Patama Chantaruck, vice-president for Indochina expansion and managing director of IBM Thailand, said many countries still face unprecedented levels of infection due to virus mutation.

“The public sector and companies need to rethink their use of shared spaces to keep employees and citizens safe,” she said.

“Even with approved vaccines, the need remains to scale proactive testing and health credentialing in a cost-effective and decentralised way.”

Through decentralisation, individuals can control their health data using trustworthy credentials to support access to shared spaces, said Ms Patama.

She said health credentials, such as certification of recent COVID-19 testing or vaccination status, can play an important role as countries return to normalcy.

“Access to these credentials can be scaled and secured in a transparent way that preserves privacy,” said Ms Patama.

Dhanawat Suthumpun, managing director at Microsoft (Thailand), said the pandemic has led to faster digital adoption.

In Thailand, the public sector needs greater agility to handle highly unpredictable situations, and this can be achieved with a digital-first mindset, said Mr Dhanawat.

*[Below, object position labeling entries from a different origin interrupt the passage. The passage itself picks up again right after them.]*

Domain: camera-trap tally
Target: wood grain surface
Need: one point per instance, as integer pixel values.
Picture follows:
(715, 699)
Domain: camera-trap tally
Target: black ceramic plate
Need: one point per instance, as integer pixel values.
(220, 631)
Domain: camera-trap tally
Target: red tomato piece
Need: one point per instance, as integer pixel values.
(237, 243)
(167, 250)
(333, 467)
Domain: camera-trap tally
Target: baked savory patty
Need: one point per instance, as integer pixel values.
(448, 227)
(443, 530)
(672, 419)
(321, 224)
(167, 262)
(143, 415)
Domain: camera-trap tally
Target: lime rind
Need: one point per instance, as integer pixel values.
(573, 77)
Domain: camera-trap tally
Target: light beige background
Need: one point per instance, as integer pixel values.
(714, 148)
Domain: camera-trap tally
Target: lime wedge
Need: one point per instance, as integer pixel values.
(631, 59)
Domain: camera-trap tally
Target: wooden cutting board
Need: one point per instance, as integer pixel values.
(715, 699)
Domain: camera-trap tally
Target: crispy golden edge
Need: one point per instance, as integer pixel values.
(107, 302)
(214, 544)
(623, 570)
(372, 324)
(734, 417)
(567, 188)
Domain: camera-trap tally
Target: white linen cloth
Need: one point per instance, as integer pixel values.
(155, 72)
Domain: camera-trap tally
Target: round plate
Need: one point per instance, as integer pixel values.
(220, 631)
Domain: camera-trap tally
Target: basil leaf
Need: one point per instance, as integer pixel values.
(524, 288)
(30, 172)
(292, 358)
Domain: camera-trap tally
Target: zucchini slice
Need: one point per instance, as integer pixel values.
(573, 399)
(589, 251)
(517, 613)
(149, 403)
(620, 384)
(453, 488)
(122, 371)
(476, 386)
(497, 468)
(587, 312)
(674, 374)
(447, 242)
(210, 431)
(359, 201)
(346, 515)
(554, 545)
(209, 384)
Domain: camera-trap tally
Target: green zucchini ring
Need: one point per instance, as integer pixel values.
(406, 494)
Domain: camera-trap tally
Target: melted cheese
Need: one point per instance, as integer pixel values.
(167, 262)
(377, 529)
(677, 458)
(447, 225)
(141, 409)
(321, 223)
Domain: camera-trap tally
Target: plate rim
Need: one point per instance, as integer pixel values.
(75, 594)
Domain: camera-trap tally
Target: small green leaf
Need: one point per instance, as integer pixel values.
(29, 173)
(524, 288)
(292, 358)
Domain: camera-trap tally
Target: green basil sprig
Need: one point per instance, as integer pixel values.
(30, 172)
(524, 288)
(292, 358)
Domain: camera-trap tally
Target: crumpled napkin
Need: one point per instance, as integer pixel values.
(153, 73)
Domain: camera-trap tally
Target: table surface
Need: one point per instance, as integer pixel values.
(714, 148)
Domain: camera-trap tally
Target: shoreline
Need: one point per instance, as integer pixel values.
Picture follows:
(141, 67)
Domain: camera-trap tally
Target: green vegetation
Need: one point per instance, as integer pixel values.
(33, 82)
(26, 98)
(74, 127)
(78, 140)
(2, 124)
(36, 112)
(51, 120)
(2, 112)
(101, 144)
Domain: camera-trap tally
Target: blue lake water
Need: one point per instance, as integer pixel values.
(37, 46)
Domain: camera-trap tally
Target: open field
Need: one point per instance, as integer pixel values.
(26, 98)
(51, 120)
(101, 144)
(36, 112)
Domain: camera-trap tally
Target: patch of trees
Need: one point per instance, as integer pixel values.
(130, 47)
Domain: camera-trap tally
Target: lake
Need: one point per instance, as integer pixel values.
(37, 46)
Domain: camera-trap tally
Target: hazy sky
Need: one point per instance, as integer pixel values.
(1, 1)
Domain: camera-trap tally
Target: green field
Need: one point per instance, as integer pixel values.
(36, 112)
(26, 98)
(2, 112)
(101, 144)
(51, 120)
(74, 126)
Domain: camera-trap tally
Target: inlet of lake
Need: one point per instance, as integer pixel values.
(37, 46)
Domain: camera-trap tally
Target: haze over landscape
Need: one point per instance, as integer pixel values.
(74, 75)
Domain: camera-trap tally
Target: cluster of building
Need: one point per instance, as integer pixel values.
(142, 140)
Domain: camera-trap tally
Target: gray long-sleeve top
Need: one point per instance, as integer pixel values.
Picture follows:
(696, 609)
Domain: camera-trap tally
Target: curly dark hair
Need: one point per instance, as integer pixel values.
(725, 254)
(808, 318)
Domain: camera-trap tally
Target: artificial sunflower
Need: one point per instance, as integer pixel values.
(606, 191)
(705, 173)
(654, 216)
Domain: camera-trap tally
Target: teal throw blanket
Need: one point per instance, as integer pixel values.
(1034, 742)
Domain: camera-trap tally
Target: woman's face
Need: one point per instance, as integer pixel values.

Technology can be used to develop a holistic, end-to-end view of vaccine management, in a similar way to supply chain management.

He said people can reduce the need for physical contact by using an online platform for remote interaction between patients and health workers, while chatbots can relieve the human workload and increase efficiency in sharing information with the public.

“Data has become the new oil in our world, and it is time to make the best use of it by sharing and integrating data from various sources,” said Mr Dhanawat.

“The resurgence of COVID-19 has brought back widespread remote working, and digital productivity continues to grow more important for business continuity. Cybersecurity will continue to be a major issue as people, data and devices are quickly and widely decentralised to keep businesses moving.”


Kulaya Tantitemit, director-general of the Fiscal Policy Office, defended the government’s economic measures to cope with the pandemic-induced crisis, noting they are identical to those applied in many other countries.

Thailand’s measures match the country’s available budget and economic conditions, said Ms Kulaya.

“State measures to combat the impact of the outbreaks are extensive and not significantly distinctive from the aid measures introduced by other countries,” she said.

All countries have rolled out measures covering fiscal and monetary components to help relieve the hardships of their people and businesses, said Ms Kulaya.

Likewise on social assistance, most countries have similar policies in the form of cash transfers, food coupons, utility fee payment reductions or delays, she said.

In terms of social insurance, there has been unemployment compensation, leave without pay and labour market intervention via a state subsidy to employers to retain employees and upgrade their workers’ skills.

The Thai Chamber of Commerce applauds the government for its spending efforts to restore the economy, even though the financial injections cannot offset the damage caused by the pandemic.

The pandemic is estimated to have cost Thailand B1.195trn last year, with the government fighting back using its B1trn loan decree, leading to a shortfall of nearly 200bn.

Chamber chairman Sanan Angubolkul believes the government funnelled money to the right groups of people - low- and high-income earners - in a timely manner.

“The state actions were not slow. The government launched relief measures during the 2020 lockdown and introduced stimulus packages in September and October,” he said.

Some measures, such as the co-payment subsidy scheme, have continued this year.

Government attempts to deal with unemployment were also admirable, said Mr Sanan, with the unemployment rate last year standing at 1.5%, or around 700,000 to 800,000 people.

“The government provided the right cures, but the economy faced a high level of damage,” he said.

The third wave of COVID-19 dealt a further blow to Thailand, and the authorities must work to stimulate the economy again, as soon as next month, said Mr Sanan.

He said the budget of B380bn to cope with the pandemic impact is sufficient because the damage caused by the outbreak should not exceed 400bn if the government can get disease transmission under control this month.